Sleeping Environment Is Important
It’s important to pay attention to sleep hygiene in order to get the rest that you need for good physical and mental health. Making your sleeping environment more conducive to sleep can make a big difference in not only the quantity of the sleep you get but also the quality. Restless sleep is far less efficient than restful sleep, so you should do what you can to follow good sleep hygiene rules to maximize your sleeping time.
If you’re not getting enough sleep, here are a few ways that you can improve your sleeping environment:
- Banish all electronics – In today’s constantly connected world, this is difficult, but if you can switch to an analog or digital alarm clock rather than depending on your smartphone, you’ll be able to leave your phone charging in another room.
- Manage the light and temperature – Make sure that the room is dark enough and a comfortable temperature. The optimal temperature for most people is between 65 and 72 degrees, but do what makes you most comfortable.
- Save the bedroom for sleep – Don’t watch television, pay bills, or check your emails in your bedroom. This will help you associate the bedroom with relaxation.
When trying to fall asleep, if you find yourself staring at the ceiling or worrying about the day to come, simply wishing for sleep is likely to be counterproductive. Instead, focus on tightening and relaxing each body part, one at a time, starting at your feet and continuing up your legs to your abdomen, chest, hands, arms, shoulders, and face. By the time you’ve gotten through this exercise, you might find that you’re ready to nod off again. Listening to soothing music or a guided progressive muscle relaxation audio program can also help.
If you think that you’ve been waiting to fall back to sleep for 20 minutes or more, it’s time to leave the bedroom and do something uninteresting.Once you start fretting over the fact that you’re not sleeping, you’ll find it more difficult to get to sleep. If you find yourself in this situation, you might find that it’s best to go to a different room, turn on a dim light, and read a non-exciting book until you feel drowsy enough to start nodding off.
Medical Conditions That Can Cause Sleeplessness
There are some medical conditions that can make it difficult for you to go to sleep.

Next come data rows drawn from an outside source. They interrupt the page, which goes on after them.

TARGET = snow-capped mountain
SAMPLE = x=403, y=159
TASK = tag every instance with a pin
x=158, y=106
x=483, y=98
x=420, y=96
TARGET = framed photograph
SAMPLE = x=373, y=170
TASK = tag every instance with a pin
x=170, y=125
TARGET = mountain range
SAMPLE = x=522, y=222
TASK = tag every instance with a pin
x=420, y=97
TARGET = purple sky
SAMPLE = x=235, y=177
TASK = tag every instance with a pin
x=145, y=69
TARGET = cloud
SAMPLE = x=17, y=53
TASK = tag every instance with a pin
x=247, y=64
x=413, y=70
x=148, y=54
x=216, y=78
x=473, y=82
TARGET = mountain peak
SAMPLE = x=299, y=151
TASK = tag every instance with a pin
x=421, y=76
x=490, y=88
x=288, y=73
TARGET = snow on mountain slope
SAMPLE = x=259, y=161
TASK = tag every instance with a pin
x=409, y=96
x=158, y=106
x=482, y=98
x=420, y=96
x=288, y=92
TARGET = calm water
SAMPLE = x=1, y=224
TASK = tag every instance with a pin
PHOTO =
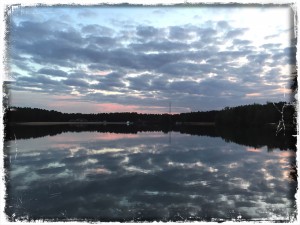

Some are physical: For example, sleep apnea causes you to stop breathing for short periods of time. Your body reacts by gasping for a deep breath, which wakes you up even if you don’t realize it. The changes associated with pregnancy and menopause can keep women wide awake in the wee hours. In addition, the following medical conditions can make it difficult to sleep.
- Nasal congestion
- and other conditions
So can medications that you might have to take for high blood pressure, asthma, depression, and other health conditions.
Mental Health Conditions
Mental health conditions can also make it difficult to get your 40 winks. If you have obsessive-compulsive disorder, you might find that intrusive thoughts begin once the lights go off. Other mental health conditions that can negatively impact sleep include:
- Bipolar disorder
- and more
Treating the mental health disorder can have the positive side effect of improving your sleep, which, in turn, can further improve your mental and physical health.
Ask for Help
If you’re not getting enough sleep on a regular basis and you’re not seeing results after improving your sleep hygiene, schedule an appointment with your doctor. He or she can evaluate you for various medical problems then refer you to a sleep center, a mental health counselor, or a specialist who can help. Sleep is important enough to take action promptly, so don’t let insomnia wreak havoc on your physical or mental health.